A bolt of charge stabbed out as she stood, striking at her toes. The glass melted underfoot. She dropped into the pool, thigh-deep before the glass solidified under her.

She didn’t scream, though her entire body wrenched with pain. Her cloak caught on fire. She still held the detonator, in a fist, hugged to her neck. A gasp finally escaped her.

“Painter…!”

He spotted a patch of sand in the courtyard below. He leaped and landed hard, wrong, ankle turning, skidding. It was nothing. He stood and kicked sand, a meager path to reach her side.

He dropped next to her, knees in sand. He could smell her flesh burning.

“Cassandra…ohmygod.”

She held out the transmitter, every line on her face agonized. “I can’t hold. Squeeze…” He grabbed her fist, covering it with his own.

She relaxed her own grip, trusting him to keep her finger pressed now. She fell against him, her pants smoldering. Blood poured where charred skin met glass, too red, arterial.

“Why?” he asked.

She kept her eyes closed, only shook her head. “…owe you.”

“What?”

She opened her eyes, met his. Her lips moved, a whisper. “I wish you could’ve saved me.” He knew she didn’t mean a moment ago…but back when they were partners. Her eyes closed. Her head fell to his shoulder.

He held her.

Then she was gone.

Sandstorm

Safia awoke in Omaha’s arms. She smelled the sweat on his neck, felt the tremble in his arms. He clutched tightly to her. He was crouched down, balanced on the balls of his feet, cradling her in his lap.

How was Omaha here? Where was here?

Memory snapped back.

The sphere…the lake…

She struggled to get free. Her movement startled Omaha. He tipped, caught himself with a hand, then yanked his arm back.

“Saff, stay still.”

“What happened?”

His face was strained. “Nothing much. But let’s see if you saved Arabia.” He hauled her up, still carrying her, and ducked out the door.

Safia recognized the place. Where the rolling sphere had jammed. They both looked to the lake. Its surface still swirled, eddying. The skies overhead blazed and crackled.

Safia felt her heart sink. “Nothing’s changed.”

“Hon, you slept through a whirlwind and a major quake.”

As if on cue, another aftershock rattled around them. Omaha took a step back, but it ended. He returned to studying the lake. “Look at the shoreline.” She turned her head. The water’s edge had receded about twenty yards, leaving a bathtub ring around the lake. “The water level’s dropping.”

He hugged her tighter. “You did it! The lake must be draining into one of those subterranean cisterns Coral was yammering about.” Safia stared back up at the static storm on the roof. It, too, was slowly subsiding, grounding out. She glanced across the spread of the darkening city, both upper and lower. So much destruction. But there was hope.

“No bolts,” she said. “I think the firestorm is over.”

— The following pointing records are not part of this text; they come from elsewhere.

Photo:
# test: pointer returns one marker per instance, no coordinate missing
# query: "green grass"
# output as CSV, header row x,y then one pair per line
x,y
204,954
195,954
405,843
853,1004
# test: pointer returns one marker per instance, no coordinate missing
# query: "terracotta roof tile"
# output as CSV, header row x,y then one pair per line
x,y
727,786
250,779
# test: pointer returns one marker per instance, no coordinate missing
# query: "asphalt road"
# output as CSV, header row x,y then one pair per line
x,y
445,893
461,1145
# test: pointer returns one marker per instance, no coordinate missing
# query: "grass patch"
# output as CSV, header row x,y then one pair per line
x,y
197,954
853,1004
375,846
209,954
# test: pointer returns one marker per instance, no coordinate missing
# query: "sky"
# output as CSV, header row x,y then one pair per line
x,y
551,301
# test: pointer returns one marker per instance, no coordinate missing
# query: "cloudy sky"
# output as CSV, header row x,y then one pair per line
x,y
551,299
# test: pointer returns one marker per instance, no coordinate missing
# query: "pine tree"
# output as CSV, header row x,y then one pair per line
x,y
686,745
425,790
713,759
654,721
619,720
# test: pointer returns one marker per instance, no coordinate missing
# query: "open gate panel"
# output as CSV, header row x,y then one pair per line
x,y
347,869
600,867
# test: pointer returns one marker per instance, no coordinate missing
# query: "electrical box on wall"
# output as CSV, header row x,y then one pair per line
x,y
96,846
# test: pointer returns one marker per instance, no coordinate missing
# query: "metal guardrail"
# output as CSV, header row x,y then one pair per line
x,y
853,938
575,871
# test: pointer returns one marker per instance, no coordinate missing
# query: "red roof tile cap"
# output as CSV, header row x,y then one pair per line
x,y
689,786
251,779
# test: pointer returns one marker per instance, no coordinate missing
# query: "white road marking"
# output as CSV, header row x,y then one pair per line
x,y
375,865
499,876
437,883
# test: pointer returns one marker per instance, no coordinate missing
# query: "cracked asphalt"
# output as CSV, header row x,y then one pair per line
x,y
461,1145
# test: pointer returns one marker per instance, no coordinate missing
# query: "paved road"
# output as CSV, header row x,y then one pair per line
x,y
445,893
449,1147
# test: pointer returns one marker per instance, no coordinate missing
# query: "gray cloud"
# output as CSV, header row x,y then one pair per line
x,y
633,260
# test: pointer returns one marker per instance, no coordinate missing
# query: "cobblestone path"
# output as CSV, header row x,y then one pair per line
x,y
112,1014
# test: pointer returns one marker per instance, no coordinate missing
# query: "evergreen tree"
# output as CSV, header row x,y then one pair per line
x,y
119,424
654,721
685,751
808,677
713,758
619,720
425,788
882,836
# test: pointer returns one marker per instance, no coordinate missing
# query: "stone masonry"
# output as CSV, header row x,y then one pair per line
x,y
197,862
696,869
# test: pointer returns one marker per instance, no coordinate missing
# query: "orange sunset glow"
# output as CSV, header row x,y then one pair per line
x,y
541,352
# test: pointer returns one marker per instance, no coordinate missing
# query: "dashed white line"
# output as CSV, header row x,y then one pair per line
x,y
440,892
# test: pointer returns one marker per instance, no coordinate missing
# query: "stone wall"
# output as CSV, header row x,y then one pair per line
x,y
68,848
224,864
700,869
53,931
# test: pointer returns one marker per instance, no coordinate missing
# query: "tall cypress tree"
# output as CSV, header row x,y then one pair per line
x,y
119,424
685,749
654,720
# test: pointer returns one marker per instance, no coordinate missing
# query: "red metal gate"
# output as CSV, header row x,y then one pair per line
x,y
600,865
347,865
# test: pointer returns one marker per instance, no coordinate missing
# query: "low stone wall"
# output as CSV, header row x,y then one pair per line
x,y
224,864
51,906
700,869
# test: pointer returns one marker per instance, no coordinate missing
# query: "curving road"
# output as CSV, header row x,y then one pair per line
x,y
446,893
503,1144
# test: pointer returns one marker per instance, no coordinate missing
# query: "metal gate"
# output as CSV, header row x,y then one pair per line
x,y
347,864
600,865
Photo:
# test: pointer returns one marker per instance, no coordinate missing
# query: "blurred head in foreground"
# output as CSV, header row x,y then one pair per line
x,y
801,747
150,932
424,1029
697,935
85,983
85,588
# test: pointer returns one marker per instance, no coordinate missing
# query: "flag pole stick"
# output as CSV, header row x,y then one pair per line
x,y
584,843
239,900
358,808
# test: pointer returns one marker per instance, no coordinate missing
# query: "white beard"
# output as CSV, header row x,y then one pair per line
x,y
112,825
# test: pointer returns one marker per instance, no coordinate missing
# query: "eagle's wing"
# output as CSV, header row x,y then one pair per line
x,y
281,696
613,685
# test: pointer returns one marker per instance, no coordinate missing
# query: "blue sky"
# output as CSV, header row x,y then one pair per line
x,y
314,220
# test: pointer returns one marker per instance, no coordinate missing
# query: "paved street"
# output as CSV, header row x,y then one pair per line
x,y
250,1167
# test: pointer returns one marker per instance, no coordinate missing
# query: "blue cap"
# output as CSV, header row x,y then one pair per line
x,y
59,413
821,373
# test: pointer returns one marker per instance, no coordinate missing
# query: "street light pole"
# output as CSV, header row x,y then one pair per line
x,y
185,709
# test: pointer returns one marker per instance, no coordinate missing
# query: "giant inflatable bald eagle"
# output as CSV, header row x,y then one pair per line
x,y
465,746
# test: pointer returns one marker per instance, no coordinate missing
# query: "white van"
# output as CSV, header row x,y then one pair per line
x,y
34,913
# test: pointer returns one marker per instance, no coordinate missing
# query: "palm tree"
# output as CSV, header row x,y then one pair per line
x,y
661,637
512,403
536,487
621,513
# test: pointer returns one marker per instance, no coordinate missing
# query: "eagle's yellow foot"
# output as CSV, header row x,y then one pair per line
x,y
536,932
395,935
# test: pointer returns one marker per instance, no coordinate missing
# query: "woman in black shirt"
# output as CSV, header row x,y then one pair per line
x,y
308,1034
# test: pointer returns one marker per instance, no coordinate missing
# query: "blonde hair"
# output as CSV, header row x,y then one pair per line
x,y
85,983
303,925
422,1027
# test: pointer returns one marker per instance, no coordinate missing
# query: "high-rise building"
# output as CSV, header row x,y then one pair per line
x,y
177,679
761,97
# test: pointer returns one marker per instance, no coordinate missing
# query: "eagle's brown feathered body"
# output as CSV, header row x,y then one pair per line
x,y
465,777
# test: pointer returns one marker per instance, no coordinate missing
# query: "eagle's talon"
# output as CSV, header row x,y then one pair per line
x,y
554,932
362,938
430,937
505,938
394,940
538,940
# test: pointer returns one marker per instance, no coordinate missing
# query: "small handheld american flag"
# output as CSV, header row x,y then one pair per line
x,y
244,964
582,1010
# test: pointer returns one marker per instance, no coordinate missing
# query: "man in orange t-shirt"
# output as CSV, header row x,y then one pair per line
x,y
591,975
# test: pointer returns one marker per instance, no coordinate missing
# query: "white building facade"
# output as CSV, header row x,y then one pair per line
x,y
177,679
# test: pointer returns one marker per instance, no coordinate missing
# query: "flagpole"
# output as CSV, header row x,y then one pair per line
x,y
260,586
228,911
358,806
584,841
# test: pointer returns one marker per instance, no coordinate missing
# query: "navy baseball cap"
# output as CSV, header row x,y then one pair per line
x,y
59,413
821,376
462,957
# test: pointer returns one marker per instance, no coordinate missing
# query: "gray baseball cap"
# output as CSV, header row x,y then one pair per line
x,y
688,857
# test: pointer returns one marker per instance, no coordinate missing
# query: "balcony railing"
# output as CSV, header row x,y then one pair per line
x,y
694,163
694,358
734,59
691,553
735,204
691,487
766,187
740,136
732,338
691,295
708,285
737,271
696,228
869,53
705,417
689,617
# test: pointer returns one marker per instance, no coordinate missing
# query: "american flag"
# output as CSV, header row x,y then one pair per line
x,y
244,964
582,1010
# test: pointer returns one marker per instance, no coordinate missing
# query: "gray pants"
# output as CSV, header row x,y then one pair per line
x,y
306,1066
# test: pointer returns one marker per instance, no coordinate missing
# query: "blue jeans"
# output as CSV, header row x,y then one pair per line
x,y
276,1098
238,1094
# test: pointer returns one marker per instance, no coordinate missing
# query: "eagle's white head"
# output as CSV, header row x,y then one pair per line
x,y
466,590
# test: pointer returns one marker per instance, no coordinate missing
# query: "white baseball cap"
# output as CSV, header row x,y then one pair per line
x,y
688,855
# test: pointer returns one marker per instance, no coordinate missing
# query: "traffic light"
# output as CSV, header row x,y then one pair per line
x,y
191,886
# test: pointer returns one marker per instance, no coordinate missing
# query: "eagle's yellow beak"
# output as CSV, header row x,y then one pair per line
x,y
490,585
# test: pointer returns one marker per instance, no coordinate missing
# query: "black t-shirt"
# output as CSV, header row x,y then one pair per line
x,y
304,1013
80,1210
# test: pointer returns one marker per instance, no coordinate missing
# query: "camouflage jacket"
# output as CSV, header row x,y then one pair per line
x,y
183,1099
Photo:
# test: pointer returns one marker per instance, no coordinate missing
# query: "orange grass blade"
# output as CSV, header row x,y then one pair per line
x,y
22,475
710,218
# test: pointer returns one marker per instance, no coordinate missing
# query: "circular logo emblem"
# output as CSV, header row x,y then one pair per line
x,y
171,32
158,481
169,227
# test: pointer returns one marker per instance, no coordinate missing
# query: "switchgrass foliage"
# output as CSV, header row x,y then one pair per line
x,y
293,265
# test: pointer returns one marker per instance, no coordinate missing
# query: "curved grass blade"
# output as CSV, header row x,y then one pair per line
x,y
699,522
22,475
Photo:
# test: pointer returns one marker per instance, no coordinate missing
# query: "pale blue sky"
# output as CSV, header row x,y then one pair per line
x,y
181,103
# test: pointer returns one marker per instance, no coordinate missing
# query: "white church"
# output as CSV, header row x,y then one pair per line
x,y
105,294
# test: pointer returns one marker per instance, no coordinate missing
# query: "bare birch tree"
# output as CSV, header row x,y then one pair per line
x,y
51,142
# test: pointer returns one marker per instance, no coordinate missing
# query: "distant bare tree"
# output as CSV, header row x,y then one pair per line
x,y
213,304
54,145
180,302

“I’m not taking any chances. C’mon.” He hiked her higher in his arms and marched up the slope toward the palace.

She didn’t protest, but she quickly noted Omaha wincing with every step.

“What’s wrong?” she asked, arms hugged around his neck.

“Nothing. Just some sand in my shoes.”

Sandstorm

Painter saw them approach.

Safia was riding piggyback on Omaha.

Painter called to them as they reached the courtyard. “Omaha, the electrical discharging is over,” he said. “You can put Safia down.” Omaha marched past him. “Only over the threshold.”

He never made it. Shahra and Rahim all gathered around the pair in the courtyard, congratulating and thanking. Danny hugged his brother. He must have said something about Cassandra because Omaha glanced to the body.

Painter had covered it with a cloak. He had already deactivated the detonator and switched off the transceiver. Safia was safe.

He studied the group. Besides plenty of bruises, scrapes, and burns, they had all weathered the firestorm fine.

Coral straightened. She held one of the launchers and placed a belt buckle against its side. It stuck. She caught him staring. “Magnetized,” she said, tossing it aside. “Some type of magnetic pulse. Intriguing.” Before he could respond, another aftershock rocked the place, strong enough to shatter away another pillar, weakened by the original quake. It fell across the city with a resounding crash.

That sobered everyone up to the dangers still here.

They were not safe.

To emphasize this fact, a deep rumble rose from below, trembling the glass underfoot. A low sound accompanied it, a subway train passing underground.